Penulis: Rashif Usman, Editor: Tatang Adhiwidharta - Selasa, 24 Januari 2023 | 18:00 WIB

Sariagri - Ketua Komisi IV DPR RI, Sudin kembali menyoroti kinerja Kementerian Pertanian (Kementan). Ia mengkritik kinerja Kementerian Pertanian perihal produktivitas sektor perkebunan sawit.

Menurutnya, sektor perkebunan diharapkan menjadi andalan dalam meraih devisa negara melalui ekspor. Akan tetapi, Sudin mengungkapkan bahwa peran swasta lebih banyak berkontribusi dibandingkan instansi pemerintahan itu sendiri.

"Kita jangan terlalu bangga dengan serta merta surplus ekspor pertanian yang disupport perkebunan. Ini kalau tidak ada pengusaha perkebunan sawit, tidak ada pengusaha kelapa sawit, tidak mungkin ada peningkatan (ekspor) tajam. Karena faktanya pencapaian nilai ekspor terutama dihasilkan swasta, tidak sepenuhnya dari kinerja Kementerian Pertanian," kata Sudin saat Rapat Dengar Pendapat bersama Eselon I Kementan, Selasa (24/1).

Oleh karena itu, Sudin meminta supaya program Kementerian Pertanian yang tidak memberikan berkontribusi pada pencapaian devisa negara dialihkan ke program yang lain, seperti kopi dan kelapa.

"Beberapa tahun terakhir anggaran pengembangan kopi dan kelapa misalnya cukup besar, kami minta agar dicermati masalah kinerjanya di lapangan," ucap sudin.

Berdasarkan data BPS, Nilai ekspor minyak sawit mentah atau crude palm oil (CPO) sepanjang 2022 naik 3,7% dibandingkan tahun sebelumnya. Namun demikian, volume ekspor CPO 2022 tercatat turun tipis secara year on year atau yoy.

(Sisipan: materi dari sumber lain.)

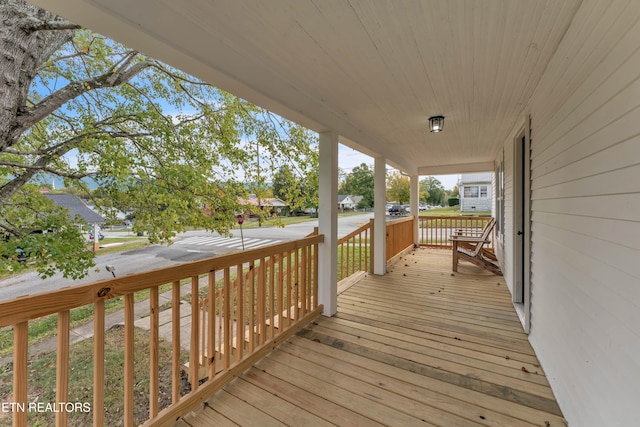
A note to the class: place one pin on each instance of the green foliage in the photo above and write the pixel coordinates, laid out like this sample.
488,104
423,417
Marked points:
164,147
359,183
299,189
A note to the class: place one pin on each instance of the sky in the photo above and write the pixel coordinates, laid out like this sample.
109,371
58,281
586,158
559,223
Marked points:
348,158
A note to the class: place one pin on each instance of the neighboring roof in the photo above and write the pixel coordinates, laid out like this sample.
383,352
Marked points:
76,206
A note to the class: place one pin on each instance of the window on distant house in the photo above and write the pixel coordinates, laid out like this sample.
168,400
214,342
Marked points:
475,191
471,191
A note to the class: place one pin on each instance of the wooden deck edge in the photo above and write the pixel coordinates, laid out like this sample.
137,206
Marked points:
174,412
348,282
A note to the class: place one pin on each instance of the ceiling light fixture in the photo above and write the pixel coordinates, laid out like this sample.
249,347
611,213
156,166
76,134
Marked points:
436,123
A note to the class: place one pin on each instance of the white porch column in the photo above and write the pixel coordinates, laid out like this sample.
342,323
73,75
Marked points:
379,214
415,211
328,223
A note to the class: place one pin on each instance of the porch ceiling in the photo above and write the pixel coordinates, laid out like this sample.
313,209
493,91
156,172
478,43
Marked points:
373,71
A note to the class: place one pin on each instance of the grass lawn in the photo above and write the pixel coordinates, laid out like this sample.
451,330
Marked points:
42,373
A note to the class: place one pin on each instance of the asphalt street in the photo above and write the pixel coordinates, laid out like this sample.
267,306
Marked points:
189,246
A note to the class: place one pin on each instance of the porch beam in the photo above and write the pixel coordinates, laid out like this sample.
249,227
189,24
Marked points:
415,211
328,223
379,214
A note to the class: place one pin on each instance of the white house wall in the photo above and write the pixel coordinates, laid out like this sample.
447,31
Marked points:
585,182
504,248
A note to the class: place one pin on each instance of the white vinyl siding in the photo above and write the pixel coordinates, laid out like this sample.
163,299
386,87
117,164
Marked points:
585,181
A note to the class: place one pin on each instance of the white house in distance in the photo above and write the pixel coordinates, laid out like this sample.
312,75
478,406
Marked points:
348,202
476,193
544,93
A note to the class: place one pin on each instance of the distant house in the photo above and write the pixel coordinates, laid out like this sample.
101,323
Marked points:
475,192
76,206
270,204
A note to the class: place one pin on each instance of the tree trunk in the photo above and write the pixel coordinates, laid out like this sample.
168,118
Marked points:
24,48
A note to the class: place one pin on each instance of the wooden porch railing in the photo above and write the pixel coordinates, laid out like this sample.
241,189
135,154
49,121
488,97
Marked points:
399,236
273,295
435,231
355,251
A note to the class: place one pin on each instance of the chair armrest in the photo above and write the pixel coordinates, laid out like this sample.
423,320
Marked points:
469,239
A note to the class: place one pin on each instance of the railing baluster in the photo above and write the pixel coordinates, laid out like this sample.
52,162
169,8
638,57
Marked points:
280,297
98,363
271,280
175,341
227,319
62,366
20,369
240,322
154,348
129,352
289,288
252,306
194,357
262,314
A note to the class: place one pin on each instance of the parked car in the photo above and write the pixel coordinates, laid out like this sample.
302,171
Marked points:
396,210
100,236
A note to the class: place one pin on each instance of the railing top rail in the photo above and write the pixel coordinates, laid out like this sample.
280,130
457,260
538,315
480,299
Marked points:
34,306
461,217
399,220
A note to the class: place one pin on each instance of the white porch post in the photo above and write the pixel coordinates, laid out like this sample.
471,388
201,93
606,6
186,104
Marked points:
415,211
379,208
328,223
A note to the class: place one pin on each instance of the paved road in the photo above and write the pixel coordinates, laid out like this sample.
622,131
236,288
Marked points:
189,246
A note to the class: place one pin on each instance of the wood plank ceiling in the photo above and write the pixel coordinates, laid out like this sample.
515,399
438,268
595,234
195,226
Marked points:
373,71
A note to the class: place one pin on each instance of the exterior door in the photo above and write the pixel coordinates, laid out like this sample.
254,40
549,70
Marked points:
521,224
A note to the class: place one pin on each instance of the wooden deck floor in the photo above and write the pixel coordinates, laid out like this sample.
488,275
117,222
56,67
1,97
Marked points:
419,346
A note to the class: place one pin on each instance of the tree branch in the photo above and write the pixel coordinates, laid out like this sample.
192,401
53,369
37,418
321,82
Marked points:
34,114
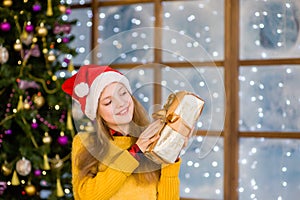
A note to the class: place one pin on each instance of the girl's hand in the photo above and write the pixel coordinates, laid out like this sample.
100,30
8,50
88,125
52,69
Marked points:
148,136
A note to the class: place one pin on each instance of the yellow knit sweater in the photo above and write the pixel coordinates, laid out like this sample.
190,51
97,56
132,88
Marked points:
113,184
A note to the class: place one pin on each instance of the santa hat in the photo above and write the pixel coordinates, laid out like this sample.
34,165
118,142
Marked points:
88,83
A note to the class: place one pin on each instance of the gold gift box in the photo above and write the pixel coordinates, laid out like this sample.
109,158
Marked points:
179,115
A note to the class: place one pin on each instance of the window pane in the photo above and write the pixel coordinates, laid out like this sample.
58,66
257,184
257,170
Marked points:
123,34
207,83
202,21
269,98
80,2
141,82
269,29
269,169
201,174
82,34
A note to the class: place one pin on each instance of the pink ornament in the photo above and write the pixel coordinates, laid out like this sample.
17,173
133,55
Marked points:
36,7
34,125
29,28
5,26
62,140
68,11
37,172
66,40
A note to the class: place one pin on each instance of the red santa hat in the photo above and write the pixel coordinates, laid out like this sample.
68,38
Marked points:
88,83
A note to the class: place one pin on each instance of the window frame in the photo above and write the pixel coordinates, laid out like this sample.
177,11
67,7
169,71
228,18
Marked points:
231,65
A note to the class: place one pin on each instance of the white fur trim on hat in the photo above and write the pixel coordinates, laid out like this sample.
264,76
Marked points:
98,86
81,89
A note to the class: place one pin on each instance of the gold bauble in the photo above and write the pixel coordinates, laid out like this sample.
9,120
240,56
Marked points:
30,190
7,3
23,167
47,138
38,100
6,169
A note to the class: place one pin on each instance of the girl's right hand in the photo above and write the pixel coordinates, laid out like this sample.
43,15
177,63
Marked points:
148,136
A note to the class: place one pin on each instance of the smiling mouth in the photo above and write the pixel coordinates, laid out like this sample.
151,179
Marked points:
123,112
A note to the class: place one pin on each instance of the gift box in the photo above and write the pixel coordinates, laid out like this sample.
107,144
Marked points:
179,115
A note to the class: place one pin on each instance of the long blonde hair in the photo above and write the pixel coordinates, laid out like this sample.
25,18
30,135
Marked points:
88,159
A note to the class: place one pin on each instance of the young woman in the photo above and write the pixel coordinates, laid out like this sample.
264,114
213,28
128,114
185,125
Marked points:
109,163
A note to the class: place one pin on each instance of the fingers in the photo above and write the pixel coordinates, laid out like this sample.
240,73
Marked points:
152,129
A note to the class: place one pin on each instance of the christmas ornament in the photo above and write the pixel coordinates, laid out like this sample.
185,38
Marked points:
5,26
37,7
30,189
7,3
29,27
18,45
34,124
26,38
49,11
61,28
37,172
46,162
65,40
24,84
68,11
8,132
3,55
20,103
23,167
57,163
62,140
51,57
62,8
26,104
41,30
47,138
15,179
38,100
59,189
6,169
3,187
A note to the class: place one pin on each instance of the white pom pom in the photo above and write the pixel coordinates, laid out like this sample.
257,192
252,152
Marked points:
81,89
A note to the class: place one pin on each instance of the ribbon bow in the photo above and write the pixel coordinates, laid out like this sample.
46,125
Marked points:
172,119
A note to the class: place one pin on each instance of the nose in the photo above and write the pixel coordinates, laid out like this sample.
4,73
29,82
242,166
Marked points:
120,102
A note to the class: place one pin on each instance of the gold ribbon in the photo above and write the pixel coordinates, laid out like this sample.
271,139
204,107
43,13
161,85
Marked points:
172,119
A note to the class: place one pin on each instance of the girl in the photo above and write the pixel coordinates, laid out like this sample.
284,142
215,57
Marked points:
109,163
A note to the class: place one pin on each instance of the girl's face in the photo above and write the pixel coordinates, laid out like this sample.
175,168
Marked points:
115,105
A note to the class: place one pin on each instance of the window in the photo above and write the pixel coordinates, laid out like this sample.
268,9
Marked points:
241,57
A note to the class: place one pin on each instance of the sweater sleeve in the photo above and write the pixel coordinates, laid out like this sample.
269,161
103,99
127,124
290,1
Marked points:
106,182
168,186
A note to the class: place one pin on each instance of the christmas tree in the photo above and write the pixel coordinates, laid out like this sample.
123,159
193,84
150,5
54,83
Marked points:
35,122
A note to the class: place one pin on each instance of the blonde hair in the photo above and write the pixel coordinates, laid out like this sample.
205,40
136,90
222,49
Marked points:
88,159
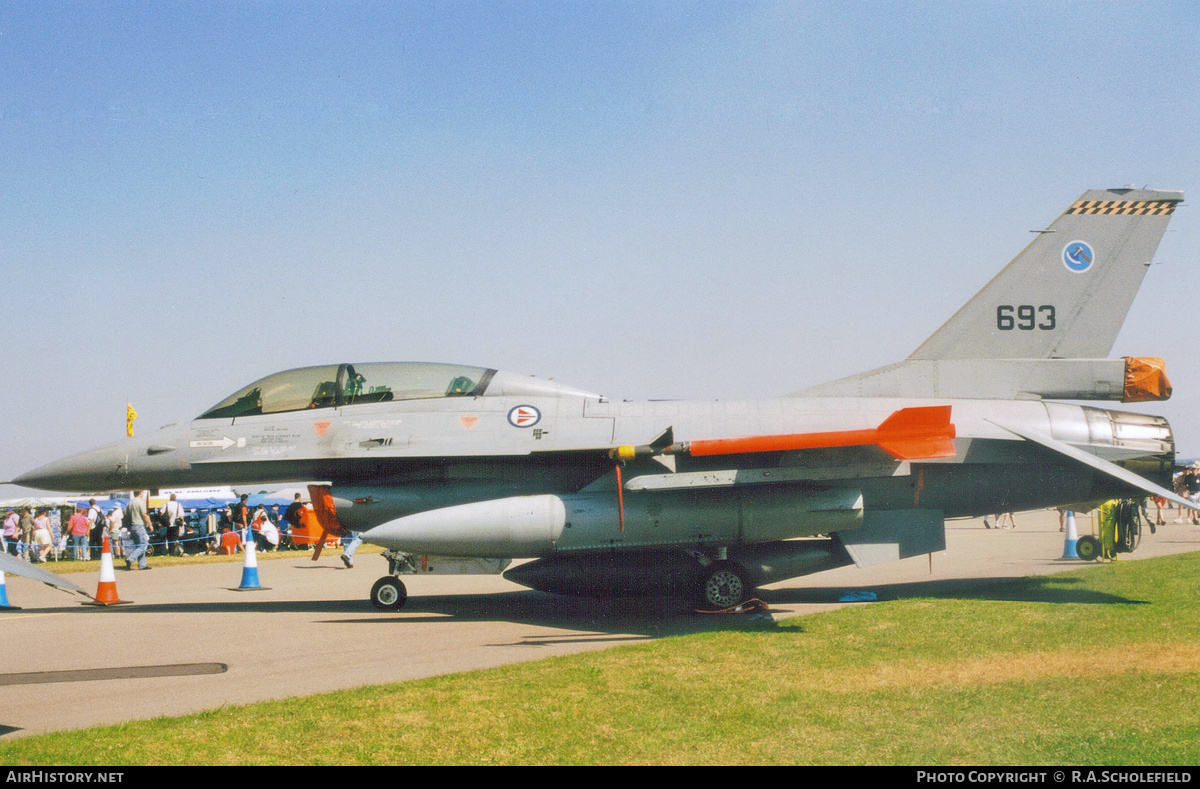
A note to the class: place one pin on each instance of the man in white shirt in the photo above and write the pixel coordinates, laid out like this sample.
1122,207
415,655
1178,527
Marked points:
174,525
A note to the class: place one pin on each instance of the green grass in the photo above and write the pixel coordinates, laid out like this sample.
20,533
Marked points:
1097,667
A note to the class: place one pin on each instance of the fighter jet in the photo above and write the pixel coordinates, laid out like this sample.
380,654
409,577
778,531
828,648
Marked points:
711,499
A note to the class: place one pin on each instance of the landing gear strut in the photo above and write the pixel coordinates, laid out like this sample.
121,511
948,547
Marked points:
723,584
389,592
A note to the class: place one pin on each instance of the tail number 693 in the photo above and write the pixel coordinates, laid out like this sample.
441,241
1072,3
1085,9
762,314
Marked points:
1025,318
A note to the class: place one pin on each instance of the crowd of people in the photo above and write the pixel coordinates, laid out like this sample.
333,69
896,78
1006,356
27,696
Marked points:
41,534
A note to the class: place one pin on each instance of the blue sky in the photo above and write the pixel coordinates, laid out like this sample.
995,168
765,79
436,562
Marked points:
642,199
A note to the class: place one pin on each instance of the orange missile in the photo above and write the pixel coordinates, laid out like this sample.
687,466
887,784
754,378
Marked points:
916,433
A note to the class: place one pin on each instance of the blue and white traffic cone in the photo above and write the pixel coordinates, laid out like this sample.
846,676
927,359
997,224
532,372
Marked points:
1068,546
4,595
250,566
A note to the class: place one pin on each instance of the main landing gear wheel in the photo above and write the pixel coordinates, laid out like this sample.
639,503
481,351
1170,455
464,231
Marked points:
1089,548
723,585
389,594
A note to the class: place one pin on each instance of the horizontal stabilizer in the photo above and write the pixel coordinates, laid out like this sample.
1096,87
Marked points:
1099,464
15,566
892,535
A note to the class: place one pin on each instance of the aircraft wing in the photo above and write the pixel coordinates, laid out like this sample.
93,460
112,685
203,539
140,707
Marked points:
15,566
1099,464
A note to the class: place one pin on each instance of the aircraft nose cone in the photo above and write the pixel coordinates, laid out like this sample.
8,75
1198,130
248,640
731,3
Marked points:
95,470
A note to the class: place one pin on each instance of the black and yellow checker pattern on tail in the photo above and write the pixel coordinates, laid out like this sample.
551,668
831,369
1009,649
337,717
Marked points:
1138,208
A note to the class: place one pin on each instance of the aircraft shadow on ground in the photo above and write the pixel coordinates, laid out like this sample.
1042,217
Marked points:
627,618
649,618
1048,589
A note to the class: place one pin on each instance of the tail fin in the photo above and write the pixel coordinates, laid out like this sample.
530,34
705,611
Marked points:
1067,294
1044,325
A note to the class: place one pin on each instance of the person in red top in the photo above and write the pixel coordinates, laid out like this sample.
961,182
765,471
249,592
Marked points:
79,526
231,542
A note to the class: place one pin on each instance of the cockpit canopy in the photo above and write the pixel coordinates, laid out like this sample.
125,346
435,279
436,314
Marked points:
337,385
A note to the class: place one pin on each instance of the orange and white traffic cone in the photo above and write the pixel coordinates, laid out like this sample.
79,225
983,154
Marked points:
4,595
106,592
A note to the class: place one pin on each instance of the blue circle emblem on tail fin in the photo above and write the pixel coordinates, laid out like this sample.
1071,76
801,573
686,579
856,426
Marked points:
1078,256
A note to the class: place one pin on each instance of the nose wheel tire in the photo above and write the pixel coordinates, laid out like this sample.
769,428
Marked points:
389,594
1089,548
723,585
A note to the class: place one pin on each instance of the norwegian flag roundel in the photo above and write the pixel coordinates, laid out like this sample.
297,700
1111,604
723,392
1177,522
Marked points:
525,416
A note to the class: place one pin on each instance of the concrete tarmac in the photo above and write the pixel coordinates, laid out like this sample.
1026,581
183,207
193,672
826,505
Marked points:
312,630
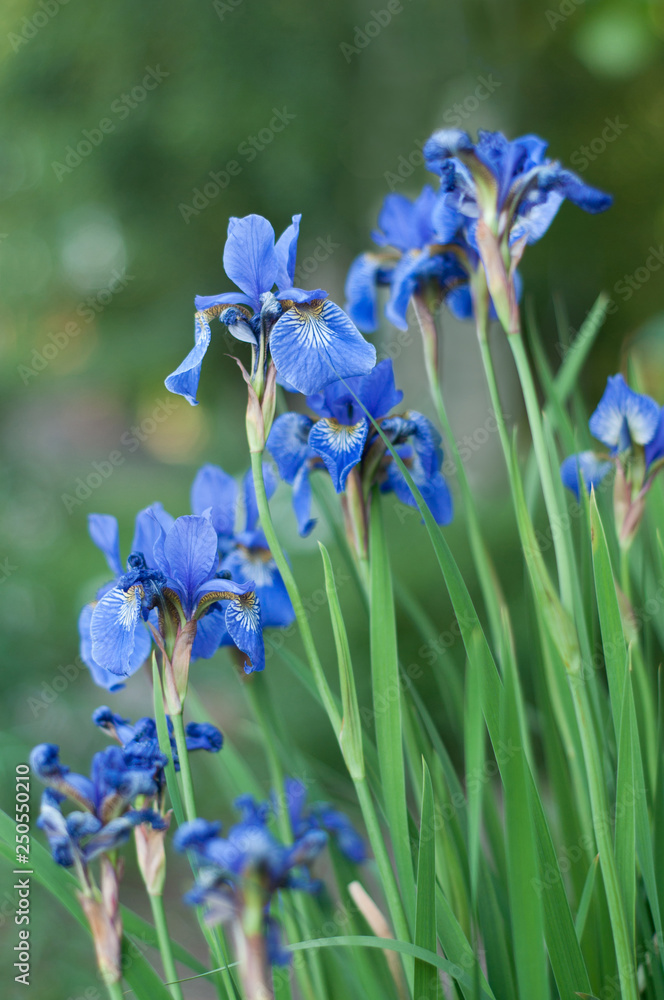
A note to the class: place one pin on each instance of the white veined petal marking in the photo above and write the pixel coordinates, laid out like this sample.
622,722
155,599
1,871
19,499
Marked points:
339,437
311,330
245,609
129,606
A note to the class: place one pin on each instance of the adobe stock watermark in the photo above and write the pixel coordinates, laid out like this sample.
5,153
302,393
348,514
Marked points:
248,150
88,309
31,26
130,441
582,157
564,10
120,108
454,116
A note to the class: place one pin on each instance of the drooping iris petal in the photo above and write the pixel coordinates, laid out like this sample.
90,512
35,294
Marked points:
654,449
104,532
203,736
406,224
585,467
243,621
313,344
362,290
302,501
104,678
190,552
623,416
210,630
249,256
256,564
376,391
216,491
339,446
184,380
116,623
286,251
288,443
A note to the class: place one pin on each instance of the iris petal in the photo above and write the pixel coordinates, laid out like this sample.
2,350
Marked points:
288,443
312,345
243,621
184,380
587,467
339,446
113,629
249,256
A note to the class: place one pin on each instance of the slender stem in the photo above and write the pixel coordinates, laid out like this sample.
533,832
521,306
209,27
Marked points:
185,770
159,917
544,466
491,590
115,991
293,592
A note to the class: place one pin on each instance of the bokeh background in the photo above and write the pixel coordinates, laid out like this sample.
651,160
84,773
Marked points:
102,250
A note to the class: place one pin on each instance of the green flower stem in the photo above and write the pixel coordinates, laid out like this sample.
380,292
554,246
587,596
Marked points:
647,699
159,917
293,592
115,991
491,589
367,806
601,822
185,770
544,466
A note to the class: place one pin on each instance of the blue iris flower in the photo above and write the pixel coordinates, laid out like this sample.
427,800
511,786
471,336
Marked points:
310,339
412,260
104,532
342,438
624,421
104,818
185,583
249,856
513,185
322,816
245,554
140,742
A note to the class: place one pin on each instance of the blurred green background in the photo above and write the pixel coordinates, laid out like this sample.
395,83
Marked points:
103,246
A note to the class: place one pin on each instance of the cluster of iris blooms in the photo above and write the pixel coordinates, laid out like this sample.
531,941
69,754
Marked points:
198,582
126,792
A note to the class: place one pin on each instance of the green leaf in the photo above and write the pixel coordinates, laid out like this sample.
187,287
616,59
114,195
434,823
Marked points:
613,639
386,685
389,944
525,902
350,737
426,981
139,974
564,951
586,896
474,761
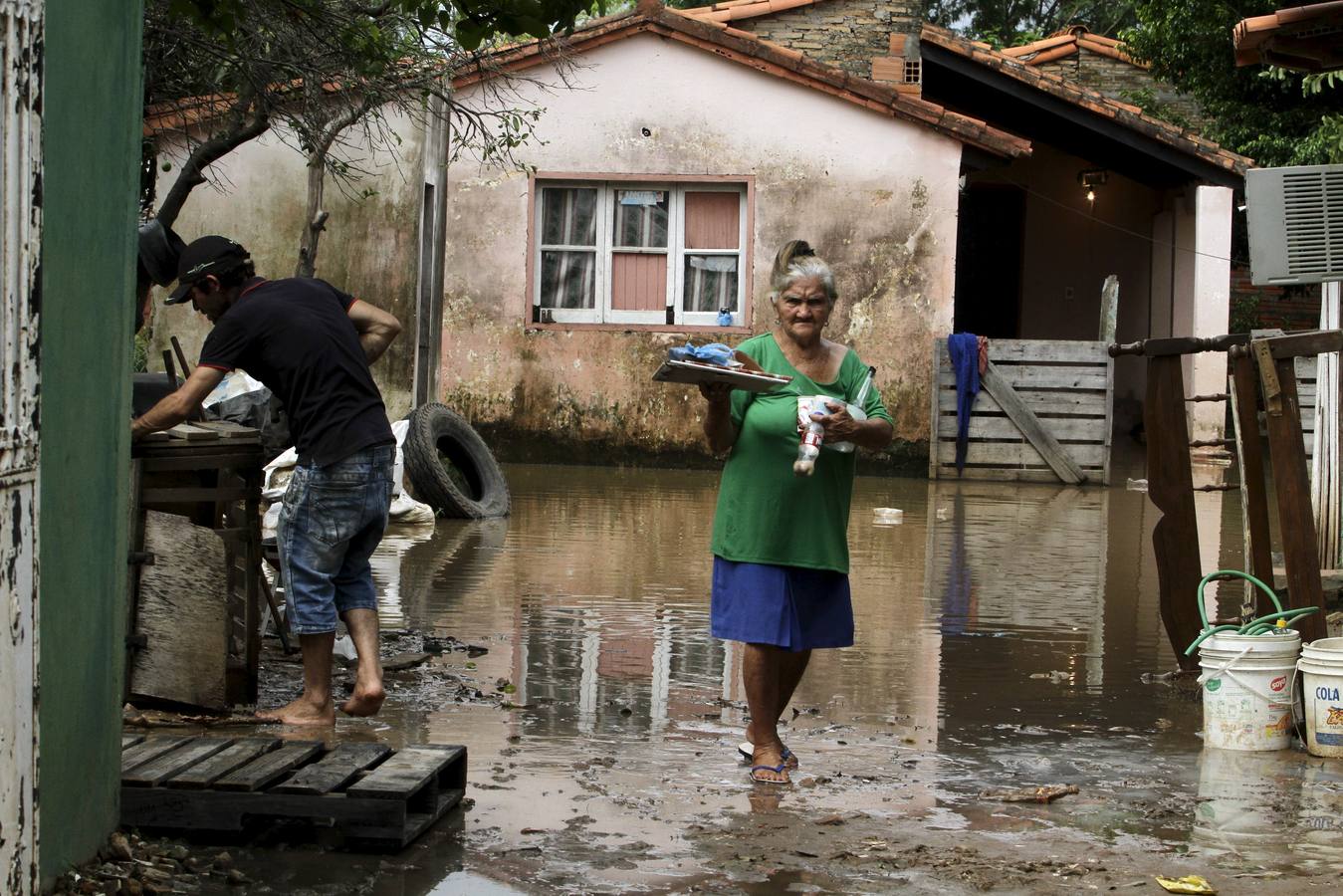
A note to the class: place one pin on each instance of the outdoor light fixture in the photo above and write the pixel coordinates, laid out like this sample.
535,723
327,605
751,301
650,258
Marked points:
1091,180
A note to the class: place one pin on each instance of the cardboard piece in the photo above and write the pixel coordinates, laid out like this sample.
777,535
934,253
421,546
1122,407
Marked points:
693,373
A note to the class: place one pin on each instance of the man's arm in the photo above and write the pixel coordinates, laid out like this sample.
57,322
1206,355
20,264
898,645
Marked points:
175,408
375,327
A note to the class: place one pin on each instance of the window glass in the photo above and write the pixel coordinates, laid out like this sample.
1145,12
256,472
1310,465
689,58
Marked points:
711,283
568,216
568,280
639,218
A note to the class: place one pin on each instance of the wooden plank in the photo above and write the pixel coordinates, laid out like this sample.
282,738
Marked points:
1041,403
231,758
1109,421
403,774
1019,454
1309,342
227,429
1108,308
158,770
334,770
935,421
1007,474
1046,350
1030,426
269,768
1249,453
1065,429
223,810
1068,356
1181,345
1292,485
191,495
1170,487
149,750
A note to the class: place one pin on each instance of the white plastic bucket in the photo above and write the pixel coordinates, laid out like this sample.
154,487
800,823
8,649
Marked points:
1322,685
1247,689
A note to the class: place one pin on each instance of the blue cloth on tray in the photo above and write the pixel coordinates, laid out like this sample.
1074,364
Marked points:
963,349
791,607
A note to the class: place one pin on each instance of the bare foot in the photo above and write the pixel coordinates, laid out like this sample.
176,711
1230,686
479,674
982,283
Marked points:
301,712
767,765
364,702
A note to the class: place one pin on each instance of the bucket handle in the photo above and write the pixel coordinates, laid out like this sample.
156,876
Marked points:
1231,673
1234,573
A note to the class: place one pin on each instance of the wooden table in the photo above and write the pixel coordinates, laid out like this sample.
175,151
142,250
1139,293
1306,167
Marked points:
212,479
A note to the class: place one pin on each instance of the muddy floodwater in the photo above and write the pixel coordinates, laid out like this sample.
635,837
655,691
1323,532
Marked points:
1007,637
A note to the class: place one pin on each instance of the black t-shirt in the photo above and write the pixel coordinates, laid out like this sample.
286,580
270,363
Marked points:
296,337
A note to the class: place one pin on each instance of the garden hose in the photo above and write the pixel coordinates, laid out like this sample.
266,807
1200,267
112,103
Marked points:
1262,625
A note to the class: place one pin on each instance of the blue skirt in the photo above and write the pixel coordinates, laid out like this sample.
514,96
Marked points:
789,607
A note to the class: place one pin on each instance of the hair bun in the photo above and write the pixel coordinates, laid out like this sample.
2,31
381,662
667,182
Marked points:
791,250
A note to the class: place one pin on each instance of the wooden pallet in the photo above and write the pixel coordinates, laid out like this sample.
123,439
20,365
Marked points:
368,791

Baca Juga: Ekspor Sawit Meningkat, DPR Kritik Kementan: Swasta Lebih Banyak Kontribusi
Petani Sawit Merugi, DPR: Kebijakan Larangan Ekspor Harus Dievaluasi

Nilai ekspor CPO mencapai US$ 27,76 milar pada 2022. Angka tersebut naik 3,7% dibandingkan tahun sebelumnya yang mencapai US$ 26,75 miliar. Nilai ekspor tersebut jauh lebih tinggi dibandingkan 2017 yang mencapai US$ 18,5 miliar.

Sedangkan volume ekspor CPO 2022 mencapai sebesar 25 juta ton.Angka tersebut turun dibandingkan volume ekspor CPO 2021 mencapai 25,6 juta ton. Volume eskpor tersebut makin turun dibandingkan 2017 yang mencapai 27,3 juta ton.